PHILADELPHIA — Leaders of a group organizing more than 1,000 delegates loyal to Bernie Sanders would not rule out disrupting the speeches of Hillary Clinton and her vice presidential pick, Tim Kaine inside the Democratic convention hall.
Norman Solomon, national coordinator for the Bernie Delegates Network, said that a recent straw poll of his organization found 55% of Sanders delegates would be willing to “participate in non-violent protest” during Kaine’s acceptance address. Even more people, 58%, said they’d be willing to protest during Clinton’s speech.
Solomon hedged when asked if there actually would be protests, saying that he didn't know what would happen and was not involved in planning anything.

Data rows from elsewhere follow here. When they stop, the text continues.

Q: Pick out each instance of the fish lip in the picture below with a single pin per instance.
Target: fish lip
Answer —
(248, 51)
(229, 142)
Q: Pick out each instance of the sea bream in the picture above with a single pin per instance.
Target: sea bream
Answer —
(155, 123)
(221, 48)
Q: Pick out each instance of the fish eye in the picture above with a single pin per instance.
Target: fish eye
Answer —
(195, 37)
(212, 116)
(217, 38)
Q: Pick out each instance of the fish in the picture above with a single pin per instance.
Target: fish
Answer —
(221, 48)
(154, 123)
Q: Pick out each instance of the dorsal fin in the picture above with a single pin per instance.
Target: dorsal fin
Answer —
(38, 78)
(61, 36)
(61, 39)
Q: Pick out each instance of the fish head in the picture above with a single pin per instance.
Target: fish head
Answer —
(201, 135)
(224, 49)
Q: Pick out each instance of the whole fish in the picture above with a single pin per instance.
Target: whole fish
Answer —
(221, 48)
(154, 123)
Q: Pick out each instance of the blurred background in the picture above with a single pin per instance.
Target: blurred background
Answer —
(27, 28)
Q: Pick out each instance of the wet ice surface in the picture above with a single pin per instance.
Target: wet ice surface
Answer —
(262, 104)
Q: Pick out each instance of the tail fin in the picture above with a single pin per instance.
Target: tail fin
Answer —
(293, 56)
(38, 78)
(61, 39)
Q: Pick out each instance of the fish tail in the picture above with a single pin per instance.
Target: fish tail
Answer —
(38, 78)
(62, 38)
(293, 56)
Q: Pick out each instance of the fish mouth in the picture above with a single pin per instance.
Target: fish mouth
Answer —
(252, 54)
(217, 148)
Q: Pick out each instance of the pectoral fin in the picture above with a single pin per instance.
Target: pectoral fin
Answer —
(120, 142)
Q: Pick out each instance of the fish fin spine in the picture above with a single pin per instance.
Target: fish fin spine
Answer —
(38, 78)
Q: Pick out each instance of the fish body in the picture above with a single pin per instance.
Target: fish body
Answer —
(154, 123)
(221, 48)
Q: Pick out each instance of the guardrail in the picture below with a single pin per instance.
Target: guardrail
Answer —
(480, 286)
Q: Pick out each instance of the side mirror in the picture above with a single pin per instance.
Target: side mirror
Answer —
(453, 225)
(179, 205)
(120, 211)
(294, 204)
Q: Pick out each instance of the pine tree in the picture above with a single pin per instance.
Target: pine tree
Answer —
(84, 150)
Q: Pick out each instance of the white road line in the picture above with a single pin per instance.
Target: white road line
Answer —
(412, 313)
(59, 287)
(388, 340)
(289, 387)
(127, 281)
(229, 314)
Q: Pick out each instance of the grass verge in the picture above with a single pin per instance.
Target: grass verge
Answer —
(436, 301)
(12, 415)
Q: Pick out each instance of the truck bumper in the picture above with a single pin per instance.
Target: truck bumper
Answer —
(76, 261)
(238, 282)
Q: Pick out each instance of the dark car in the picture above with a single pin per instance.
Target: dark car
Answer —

The polling — which relied on voluntary responses and was not scientific — could show that many Sanders delegates are still not prepared to unify behind the Democratic nominee.
"We're not giving directions or directives, we're serving," Solomon said when asked about protests, adding later that "this is not going to be a process of the troops taking orders."
On Monday, Sanders supporters protested in the streets and in the convention hall — even interrupting keynote speaker Sen. Elizabeth Warren, who endorsed Clinton, with chants of "we trusted you!" The unrest — stoked by leaked emails showing DNC party officials talking about working against the Sanders campaign — led to Sanders texting delegates on Monday and calling for them to not disrupt the convention floor.
Teva Gabis-Levine, a delegate from New Mexico, said he received that message and intentionally did not forward it to the rest of his state delegation. And though he said he wasn’t aware of any organized protests as of Tuesday morning, he did not rule them out.
“I am looking the other way,” he said.
Meanwhile, Donna Smith — executive director of Progressive Democrats of America — said her organization attempted to fill out the proper paperwork to formally put an alternate vice presidential candidate up for a convention floor vote, but was thwarted after “a wild goose chase” led to “barriers to getting the information we need” from the party.
“Very frustrating, very frustrating to be thwarted by the DNC at that point,” she added.